Empty Morning Pilgrimage

daybreak over trees and umbrella

She never came to the page unless she had a thought or an idea or had had a note. In that way, she never faced a blank page. In other words, it was a page already written upon, if only a little bit. And that little bit became when she did more to the page a little bit more. That’s it. So she never had to face it: the page. But “page,” anyway, is such a funny little thing. Here, in the United States of America, it is measured 8 ½ inches wide by 11 inches long, or tall. Not so in France. Not so in Hungary. The measurements of this page were different. And a pad of paper elsewhere won’t fit into your usual notebook, won’t fit into your usual binder. You’ll have to buy a new one to fit the new page’s new measurements. Anyway, the whole idea of “a page” was sort of silly. For almost no one in his or her right mind uses them anymore: paper pages. Paper pages of any kind of any measurement, long or short, wide or narrow aren’t used much for writing today. So, the idea of having to “face” one is a little bit amusing. The page itself is a sort of skeuomorphic reminder, the way little blue pixilated images of fake blue manila folders on my computer’s “desktop” are other sorts of reminders, too, of that other world, lost and bygone. Most of that world doesn’t feel forlorn to me at all, not anymore than my listening to a gramophone repeating the sounds of a human voice would be shocking.
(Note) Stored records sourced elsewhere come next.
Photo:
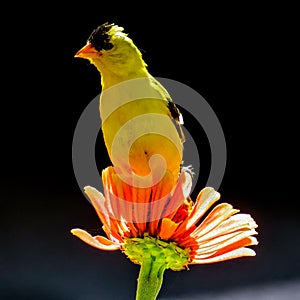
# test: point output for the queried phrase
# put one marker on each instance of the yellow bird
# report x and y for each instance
(141, 125)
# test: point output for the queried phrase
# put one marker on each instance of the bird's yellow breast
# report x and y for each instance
(138, 130)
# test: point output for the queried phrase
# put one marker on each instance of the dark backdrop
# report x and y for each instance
(240, 59)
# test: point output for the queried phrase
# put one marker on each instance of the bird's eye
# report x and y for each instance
(99, 38)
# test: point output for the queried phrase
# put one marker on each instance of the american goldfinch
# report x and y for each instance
(141, 125)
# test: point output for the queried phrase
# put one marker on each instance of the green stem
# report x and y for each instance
(150, 279)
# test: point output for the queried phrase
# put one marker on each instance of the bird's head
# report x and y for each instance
(108, 47)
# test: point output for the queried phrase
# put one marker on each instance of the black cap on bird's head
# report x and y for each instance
(99, 38)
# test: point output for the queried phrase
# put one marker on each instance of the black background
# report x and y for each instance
(240, 59)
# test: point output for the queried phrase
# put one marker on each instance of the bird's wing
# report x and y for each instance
(175, 113)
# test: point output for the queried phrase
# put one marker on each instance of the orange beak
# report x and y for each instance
(88, 51)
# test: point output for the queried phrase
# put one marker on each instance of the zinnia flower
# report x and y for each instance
(161, 228)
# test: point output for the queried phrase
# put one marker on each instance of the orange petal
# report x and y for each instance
(104, 212)
(228, 240)
(206, 198)
(167, 228)
(167, 205)
(98, 242)
(226, 256)
(220, 213)
(235, 223)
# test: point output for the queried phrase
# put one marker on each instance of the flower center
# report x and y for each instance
(139, 250)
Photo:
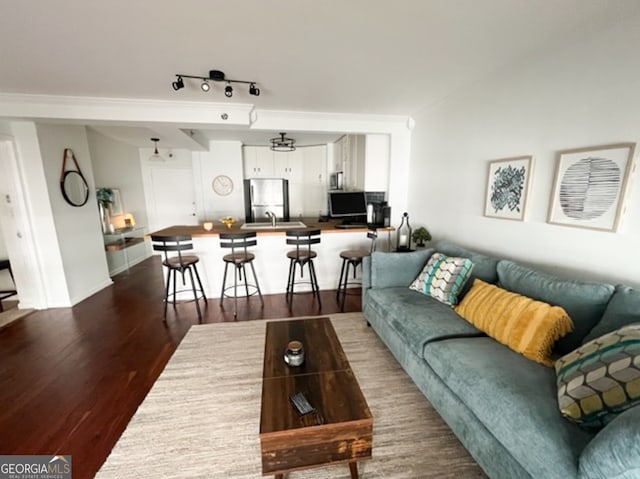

I rather in my own life had sought a way, a methodology to be able to get exactly what it was I was hearing in my head down. Dante was apparently lucky to have had a scribe before him (I had once heard) before whom he could pronounce his golden words and they were taken down. In a similar fashion there is the lore of blind Milton having had his obedient daughters do the same. But I could never do that, could never face the rough circumstances of having to hear my own human voice making those sounds. The sounds themselves would barge in and push me off. There never had been anything to face at all. The blackness of dawn begins to change a little bit to light, just a little bit barely gray and the crickets of the night continue their wailful singing for a while. Soon enough the birds will come and cry among the limbs from tree to tree. An occasional car or trudging school bus or labored garbage truck will truck up the hill. This is just how it goes. Just as it is the nature of the black morning sky to soon enough open to become blue or gray or filled with thunderous clouds, that has been my own for as long as I recall. The truth is I had never had a thing in mind before my two hands were magically at work, like the shoemaker’s elves making a pair of boots, doing what they do out of joy and their own holy duty to serve for as long as they remained undiscovered by the poor & honest shoemaker and his poor & honest wife.